WASHINGTON - CMS made a final determination March 23 that it will expand the use of home oxygen for Medicare beneficiaries participating in an approved clinical trial sponsored by the National Heart, Lung & Blood Institute.

As part of the trial, oxygen therapy will be provided to beneficiaries with arterial oxygen partial measurements of 56 mmHg to 65 mmHg or oxygen saturation at or more than 89%.

CMS currently covers beneficiaries with arterial oxygen partial measurements of 55 mmHg or less or oxygen saturation less than 88%. If certain diseases/conditions are present, the agency covers beneficiaries with measurements of 56 mmHg to 60 mmHG or saturation of 89%.

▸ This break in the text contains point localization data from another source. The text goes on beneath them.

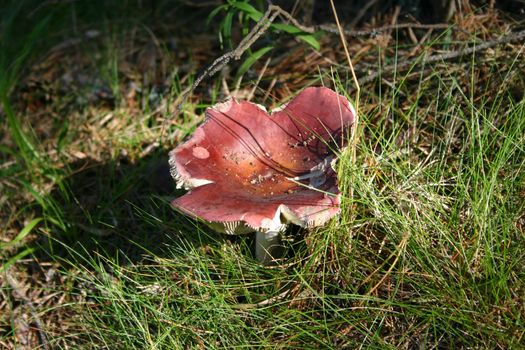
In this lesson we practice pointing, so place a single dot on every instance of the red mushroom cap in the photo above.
(249, 170)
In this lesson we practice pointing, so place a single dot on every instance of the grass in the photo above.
(429, 251)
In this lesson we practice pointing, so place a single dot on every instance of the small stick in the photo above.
(375, 31)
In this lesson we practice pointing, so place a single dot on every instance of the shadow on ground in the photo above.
(119, 210)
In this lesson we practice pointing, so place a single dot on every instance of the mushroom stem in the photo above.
(268, 246)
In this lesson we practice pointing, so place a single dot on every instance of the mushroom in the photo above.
(247, 170)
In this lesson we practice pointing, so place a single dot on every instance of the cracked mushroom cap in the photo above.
(249, 170)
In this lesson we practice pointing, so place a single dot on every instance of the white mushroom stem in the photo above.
(268, 245)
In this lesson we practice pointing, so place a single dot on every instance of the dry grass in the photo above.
(432, 257)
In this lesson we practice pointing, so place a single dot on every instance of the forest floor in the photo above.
(428, 252)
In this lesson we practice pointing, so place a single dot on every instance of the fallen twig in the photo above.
(375, 31)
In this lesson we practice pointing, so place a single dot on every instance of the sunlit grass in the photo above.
(428, 250)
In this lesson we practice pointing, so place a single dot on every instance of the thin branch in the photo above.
(375, 31)
(13, 283)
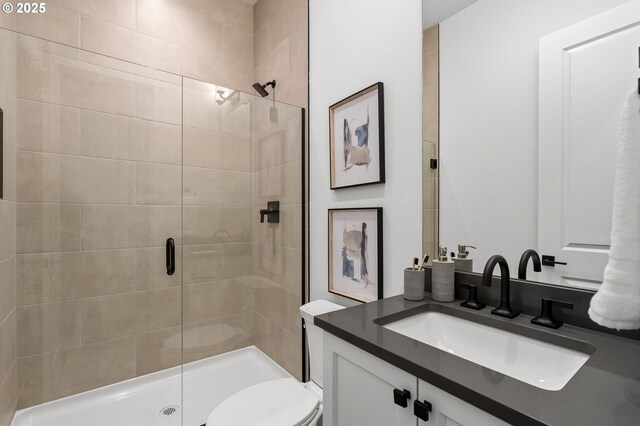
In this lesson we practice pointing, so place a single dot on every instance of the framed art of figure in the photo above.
(356, 136)
(355, 253)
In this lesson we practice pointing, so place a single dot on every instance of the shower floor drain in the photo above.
(168, 411)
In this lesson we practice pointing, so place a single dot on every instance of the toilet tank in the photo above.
(314, 334)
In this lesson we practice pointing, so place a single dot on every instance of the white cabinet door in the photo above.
(447, 410)
(587, 71)
(358, 388)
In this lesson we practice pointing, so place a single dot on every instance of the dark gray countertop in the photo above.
(605, 391)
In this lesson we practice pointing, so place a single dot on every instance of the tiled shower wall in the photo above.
(8, 234)
(277, 154)
(210, 40)
(98, 191)
(281, 47)
(281, 53)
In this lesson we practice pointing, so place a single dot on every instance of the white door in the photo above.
(587, 71)
(359, 388)
(447, 410)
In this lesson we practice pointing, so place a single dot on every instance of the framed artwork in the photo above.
(355, 253)
(356, 136)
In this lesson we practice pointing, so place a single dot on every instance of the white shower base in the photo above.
(139, 401)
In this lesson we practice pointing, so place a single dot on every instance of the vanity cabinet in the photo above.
(361, 389)
(447, 410)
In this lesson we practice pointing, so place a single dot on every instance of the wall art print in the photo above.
(355, 253)
(356, 136)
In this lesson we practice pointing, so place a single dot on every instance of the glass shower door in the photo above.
(242, 277)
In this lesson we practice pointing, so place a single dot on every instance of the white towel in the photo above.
(617, 302)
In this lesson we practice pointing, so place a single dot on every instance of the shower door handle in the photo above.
(171, 256)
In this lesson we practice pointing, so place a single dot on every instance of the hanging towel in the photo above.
(617, 302)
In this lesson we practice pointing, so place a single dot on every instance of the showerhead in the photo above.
(262, 88)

"This is an important opportunity to improve the care of our seniors, and to get better evidence on how doctors and patients can achieve the best outcomes for this serious and hard to treat condition," said CMS Administrator Mark McClellan in statement.

The final determination ensures funding for all clinical items and services needed by patients enrolled in the trial.

Until now, there has been little research conducted on the effects of long-term oxygen therapy (LTOT) for beneficiaries with measurements of 56 mmHg to 59 mmHg.

One study, the Nocturnal Oxygen Therapy Trial (NOTT) study, found that patients with measurements of 56 mmHg to 59 mmHg "should also be considered for LTOT," but the study involved a small test group. LTOT could prevent the condition of these beneficiaries, especially those with co-morbid diseases, from worsening, industry sources said (See HME News February 2006).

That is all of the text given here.